The conversation concludes with a caution against industry fashion: VARs and vendors are often pushing EVPN/VXLAN as a default recommendation, but Tony and the hosts argue that TradCore remains a fully legitimate, often preferable choice for smaller organizations, teams without automation skills, or networks that will never reach the scale where EVPN/VXLAN's advantages materialize. Tony summarizes: small shops with limited teams should lean TradCore; very large fabrics should use EVPN/VXLAN; and many mid-size environments could go either way depending on specific organizational factors.
Key Insights
- Tony Burke argues that EVPN/VXLAN's theoretical 16+ million segment scale is largely negated in practice because each VXLAN segment still requires a local VLAN mapping, keeping most deployments within the same 4,000 VLAN constraint as TradCore.

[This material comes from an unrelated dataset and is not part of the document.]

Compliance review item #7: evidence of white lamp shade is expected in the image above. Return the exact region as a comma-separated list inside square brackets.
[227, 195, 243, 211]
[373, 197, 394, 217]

- Tony contends that EVPN/VXLAN should never be configured manually in production environments — only in labs — because the number of interdependent configuration elements (route targets, route distinguishers, VNI mappings, BGP EVPN route types) makes manual operation too error-prone.
- Tony argues that TradCore's two-device MLag aggregation layer is a meaningful redundancy disadvantage compared to EVPN/VXLAN's typical three-to-four spine topology, where losing one spine still preserves 66-75% of forwarding capacity.

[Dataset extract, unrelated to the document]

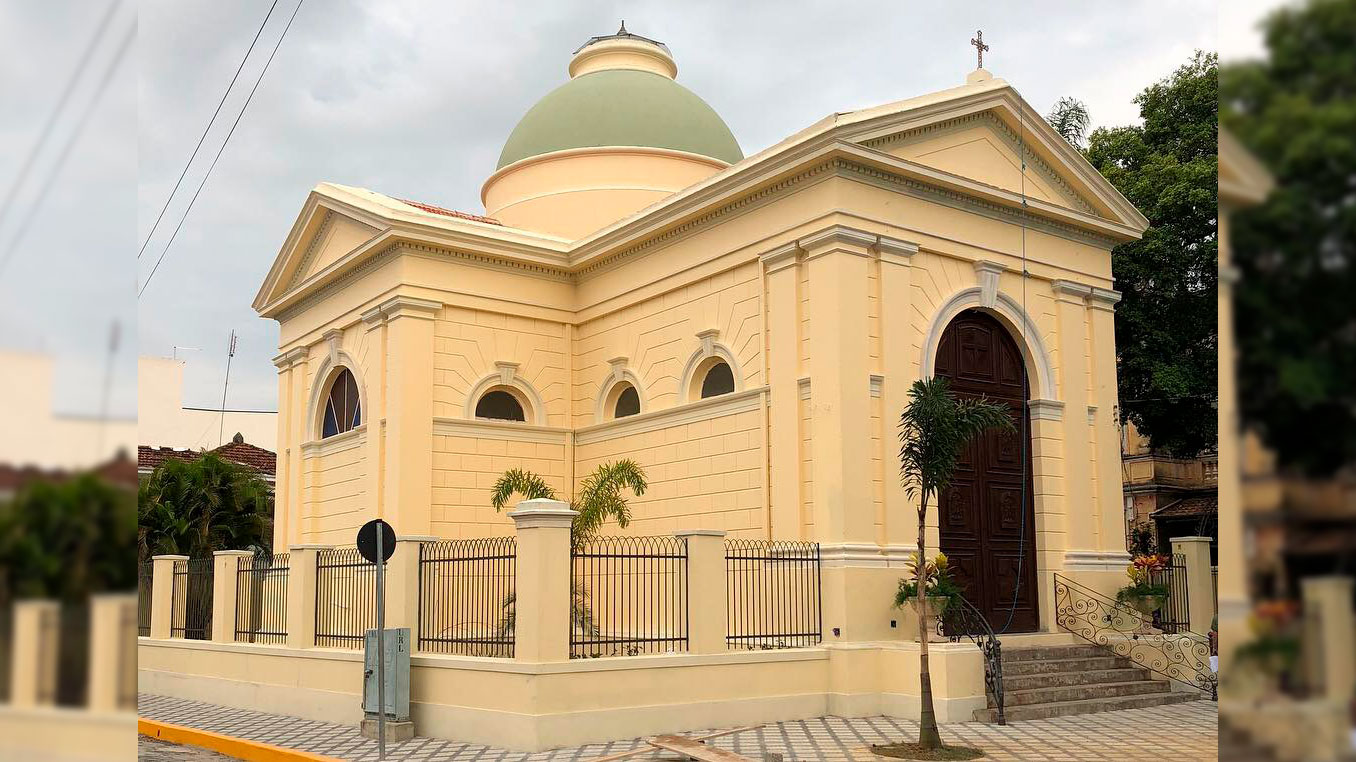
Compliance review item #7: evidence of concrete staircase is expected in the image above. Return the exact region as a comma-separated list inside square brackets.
[975, 644, 1200, 723]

- Tony strongly discourages multi-vendor EVPN/VXLAN deployments, citing differing vendor interpretations of the standard, inconsistent CLI commands, and the operational burden of cross-vendor troubleshooting — arguing the administrative overhead outweighs interoperability improvements seen in recent years.
- Tony claims that for networks with roughly two switches, EVPN/VXLAN provides essentially no meaningful benefit over TradCore — the configuration complexity is high and neither redundancy nor scale advantages apply at that size.
- Tony observes that organizations without established automation skills or tooling are better served by TradCore, because TradCore can be operated effectively by hand in a way that EVPN/VXLAN fundamentally cannot be at production scale.
- Tony distinguishes ESI (Ethernet Segment Identifier) from MLag, noting ESI supports more than two devices and does not require a dedicated peer link, but argues these advantages are rarely decisive in practice because most deployments naturally home servers to two top-of-rack switches in the same rack anyway.
- Tony warns that EVPN/VXLAN has become an industry fashion pushed by VARs and vendors, and argues that network engineers should demand specific justification for the design choice rather than accepting it as a default recommendation — with TradCore remaining a fully valid option for many real-world scenarios.